In school, despite his busy elite athletic career, he always received the highest grades.

He’s a perfectionist and loves challenges, yet doesn’t hold others to the same standards he holds himself.

He’s kind, most of all. He cares about others.

“I guess I know more than I thought,” I say after several moments of her patiently waiting.

“And what does he know about you?”

That question is both easier and more complicated. He knows less about me than I do about him. My childhood wasn’t filled with happy memories or stories of family vacations. I’d never left the state of Maine until I moved away for college.

“Not as much,” I say, feeling somewhat defeated. “I don’t like bringing down the mood.”

“Honey, that’s not what would happen.” She reaches across the table to hold my hand. “Not if he cares about you, and I’m guessing he does.”

“I know he does. It’s the kind of guy he is,” I say. “What I don’t know is if it will last—if it can when I’m like an orphaned baby bird learning to fly and he’s the stranger that happened by at the right time.”

“That’s not fair to either of you, Kit. Yes, this is all uncharted water for you. And, of course, there is fear involved. But I know Tyson well enough to believe he wouldn’t be taking you out tonight if he was only fucking you as a favor. And I think you know that, too.”

“Ugh, you’re right. You’re right,” I concede. “My self-deprecation is at an all-time high. I’m overthinking all the things I’ve already overthought four times. It’s hard to understand what he sees in geeky, inexperienced me.”

“I get that. Except, I imagine most women who meet professional athletes feel the same way. Isla and I grew up in this world, and even I was weird around Zan when I learned he wasn’t gay and was maybe interested in me,” she says.

She had nerves and uncertainty—I remember that.

Not quite on my level, but most people aren’t at my scale of social dysfunction.

“You might need a confidence boost, is all. Well, and time to adjust. Sharing your life with a partner is a big change.”

“A confidence boost? That sounds helpful. What store sells those?”

“I don’t know, but we’ll find it,” she promises.

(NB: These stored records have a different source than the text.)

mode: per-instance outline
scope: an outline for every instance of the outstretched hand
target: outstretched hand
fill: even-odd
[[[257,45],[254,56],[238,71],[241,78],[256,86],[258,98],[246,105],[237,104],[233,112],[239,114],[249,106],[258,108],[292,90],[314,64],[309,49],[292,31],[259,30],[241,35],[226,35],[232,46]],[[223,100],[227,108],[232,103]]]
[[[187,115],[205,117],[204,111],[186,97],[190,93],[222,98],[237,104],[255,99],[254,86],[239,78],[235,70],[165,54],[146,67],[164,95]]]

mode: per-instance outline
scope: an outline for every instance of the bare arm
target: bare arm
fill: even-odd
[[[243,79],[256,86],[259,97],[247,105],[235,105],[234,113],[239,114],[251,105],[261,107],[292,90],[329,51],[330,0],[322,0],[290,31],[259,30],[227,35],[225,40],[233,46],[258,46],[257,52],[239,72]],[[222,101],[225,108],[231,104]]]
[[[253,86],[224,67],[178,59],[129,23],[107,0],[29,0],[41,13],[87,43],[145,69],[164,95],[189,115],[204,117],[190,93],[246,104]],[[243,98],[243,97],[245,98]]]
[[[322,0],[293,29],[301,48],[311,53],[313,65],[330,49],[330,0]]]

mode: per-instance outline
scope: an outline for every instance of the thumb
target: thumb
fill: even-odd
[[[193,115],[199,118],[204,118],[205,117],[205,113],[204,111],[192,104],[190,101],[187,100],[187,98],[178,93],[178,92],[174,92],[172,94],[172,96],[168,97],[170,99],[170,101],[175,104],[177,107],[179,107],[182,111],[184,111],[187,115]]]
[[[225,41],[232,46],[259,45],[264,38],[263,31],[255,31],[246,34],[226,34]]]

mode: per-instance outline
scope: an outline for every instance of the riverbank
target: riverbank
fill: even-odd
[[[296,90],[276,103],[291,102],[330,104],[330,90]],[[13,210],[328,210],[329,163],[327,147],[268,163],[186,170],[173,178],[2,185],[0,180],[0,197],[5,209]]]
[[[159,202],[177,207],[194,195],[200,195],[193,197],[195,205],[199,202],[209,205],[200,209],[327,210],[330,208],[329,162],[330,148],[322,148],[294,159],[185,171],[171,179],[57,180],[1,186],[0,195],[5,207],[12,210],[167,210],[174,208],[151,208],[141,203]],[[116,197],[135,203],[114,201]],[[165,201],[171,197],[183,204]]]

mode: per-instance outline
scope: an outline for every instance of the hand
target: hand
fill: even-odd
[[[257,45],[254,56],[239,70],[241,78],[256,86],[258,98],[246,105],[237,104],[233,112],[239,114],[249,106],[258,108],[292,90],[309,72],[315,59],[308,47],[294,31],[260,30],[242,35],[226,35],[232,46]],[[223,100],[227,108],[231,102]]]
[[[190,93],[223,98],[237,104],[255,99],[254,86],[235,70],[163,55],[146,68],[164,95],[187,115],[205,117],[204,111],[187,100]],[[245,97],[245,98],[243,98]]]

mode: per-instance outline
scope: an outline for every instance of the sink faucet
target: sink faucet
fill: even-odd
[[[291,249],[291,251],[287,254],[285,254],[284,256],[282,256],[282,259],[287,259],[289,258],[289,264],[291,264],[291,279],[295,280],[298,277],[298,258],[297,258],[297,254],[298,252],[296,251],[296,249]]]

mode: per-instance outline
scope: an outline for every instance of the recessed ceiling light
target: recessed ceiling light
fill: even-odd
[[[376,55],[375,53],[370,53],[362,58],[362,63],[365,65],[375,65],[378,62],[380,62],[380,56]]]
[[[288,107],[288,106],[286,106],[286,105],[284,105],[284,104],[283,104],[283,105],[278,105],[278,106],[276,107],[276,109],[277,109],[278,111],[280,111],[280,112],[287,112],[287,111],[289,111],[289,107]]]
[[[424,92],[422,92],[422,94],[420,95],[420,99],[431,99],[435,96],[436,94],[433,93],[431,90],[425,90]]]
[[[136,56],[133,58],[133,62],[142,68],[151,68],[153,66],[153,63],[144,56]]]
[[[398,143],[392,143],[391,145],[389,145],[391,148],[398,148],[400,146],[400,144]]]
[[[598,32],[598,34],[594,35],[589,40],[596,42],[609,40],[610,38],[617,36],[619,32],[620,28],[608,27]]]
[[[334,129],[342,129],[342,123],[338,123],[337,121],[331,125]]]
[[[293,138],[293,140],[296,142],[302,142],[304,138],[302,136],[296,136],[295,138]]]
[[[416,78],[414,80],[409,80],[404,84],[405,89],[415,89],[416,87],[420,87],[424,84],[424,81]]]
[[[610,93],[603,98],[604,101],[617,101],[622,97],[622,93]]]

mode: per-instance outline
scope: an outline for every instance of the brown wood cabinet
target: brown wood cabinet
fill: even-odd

“Fucking hell, woman. Warn a man before you open the door looking like that,” Tyson says when he picks me up for our date.

This is the first time he’s seeing me dressed up in anything but casual wear.

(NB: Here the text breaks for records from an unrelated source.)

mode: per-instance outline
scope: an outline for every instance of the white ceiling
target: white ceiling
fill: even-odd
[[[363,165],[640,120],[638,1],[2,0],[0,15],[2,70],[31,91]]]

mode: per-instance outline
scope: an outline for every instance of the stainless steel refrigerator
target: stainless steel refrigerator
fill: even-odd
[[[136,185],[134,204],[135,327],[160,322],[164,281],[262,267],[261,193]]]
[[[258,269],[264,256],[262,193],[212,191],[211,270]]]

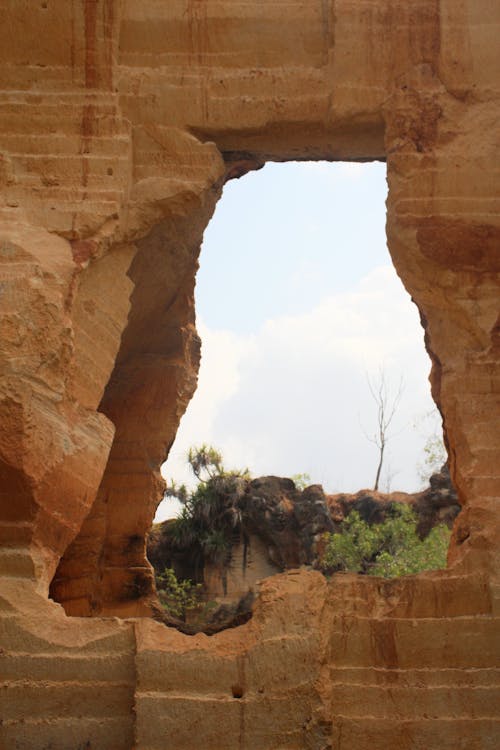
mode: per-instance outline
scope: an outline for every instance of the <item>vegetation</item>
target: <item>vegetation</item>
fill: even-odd
[[[446,567],[450,530],[440,524],[425,539],[407,505],[393,503],[383,523],[369,525],[351,511],[340,533],[325,534],[319,566],[326,573],[345,570],[393,578]]]
[[[422,484],[427,484],[432,474],[441,470],[448,460],[448,454],[443,443],[442,435],[429,435],[424,445],[424,460],[419,465],[419,475]]]
[[[221,454],[207,445],[191,448],[188,462],[198,479],[189,492],[185,485],[167,487],[167,496],[183,504],[180,515],[169,527],[174,547],[193,550],[199,564],[205,559],[223,563],[231,552],[231,540],[241,528],[239,502],[249,479],[248,471],[226,471]]]
[[[294,485],[300,492],[306,489],[306,487],[309,487],[311,485],[311,475],[308,474],[306,471],[300,473],[300,474],[292,474],[290,477]]]
[[[441,471],[448,460],[448,454],[443,442],[443,427],[441,415],[437,409],[431,409],[415,420],[414,427],[425,436],[423,460],[417,469],[422,486],[427,486],[429,477]]]
[[[180,620],[186,619],[191,609],[200,604],[201,584],[179,581],[172,568],[156,575],[156,590],[163,609]]]
[[[391,418],[397,401],[389,410]],[[381,419],[383,432],[387,419]],[[244,531],[241,501],[250,477],[248,471],[226,471],[221,454],[207,445],[191,448],[188,462],[198,485],[192,491],[174,483],[167,488],[167,495],[178,498],[183,507],[165,533],[171,548],[190,550],[191,575],[199,581],[205,562],[222,568],[230,561],[233,540]],[[309,480],[305,474],[294,477],[298,489]],[[417,516],[408,505],[392,503],[385,520],[371,525],[353,510],[339,532],[325,534],[324,552],[317,565],[327,574],[351,571],[386,578],[440,569],[446,567],[449,539],[450,531],[444,524],[420,539]],[[177,580],[172,568],[158,575],[157,588],[162,604],[172,615],[184,618],[187,611],[199,605],[200,585]]]

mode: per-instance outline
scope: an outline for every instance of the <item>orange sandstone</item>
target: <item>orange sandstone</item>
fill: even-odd
[[[497,4],[4,0],[2,18],[3,746],[493,750]],[[278,576],[252,621],[189,638],[143,617],[144,540],[196,387],[197,254],[224,181],[287,159],[387,160],[463,512],[443,573]]]

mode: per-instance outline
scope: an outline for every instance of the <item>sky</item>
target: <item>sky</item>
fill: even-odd
[[[385,164],[267,164],[225,188],[196,281],[198,390],[162,473],[194,483],[208,443],[227,469],[307,473],[326,492],[373,487],[380,373],[402,394],[382,490],[415,491],[439,430],[418,312],[385,238]],[[426,415],[432,414],[427,417]],[[156,520],[176,512],[160,504]]]

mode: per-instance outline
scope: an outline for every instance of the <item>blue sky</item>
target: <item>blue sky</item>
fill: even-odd
[[[386,193],[381,163],[270,163],[228,183],[204,237],[204,322],[252,333],[386,264]]]
[[[307,472],[328,492],[373,485],[380,369],[404,391],[381,489],[420,487],[437,417],[418,314],[385,240],[385,165],[267,164],[225,187],[196,284],[199,387],[166,478],[203,442],[254,476]],[[415,426],[418,423],[418,426]],[[171,501],[170,501],[171,502]],[[162,503],[157,520],[172,506]]]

Admittedly, I went for a sexier look than I’d normally choose for a night out.

My new dress falls only a handful of inches below my ass.

Though the green floral fabric has full-length sleeves, it’s balanced with an extreme plunging neckline.

I decided to use boob tape instead of a bra.

Besides the dress, I splurged on a pair of delicate lacy panties—something I’ve never done before.

But knowing that I have them on is the exact bolster to my ego that I needed, like my own little hidden secret waiting to be exposed at the right time.

He presses a kiss to my temple. “You look amazing.”

“Thank you,” I say. “Is it too much? You didn’t give me much to go by.” He was adamant about surprising me. I went for dressy, but I still have my Doc’s on my feet.

“It’s going to be hard keeping my hands off you, but it’s perfect.”

“I never said you had to keep your hands to yourself, sir.”

“Yes, ma’am,” he says in a deep, growly voice. Then, his mouth meets mine, his palm on my ass drawing me in and up to him. “Hi.”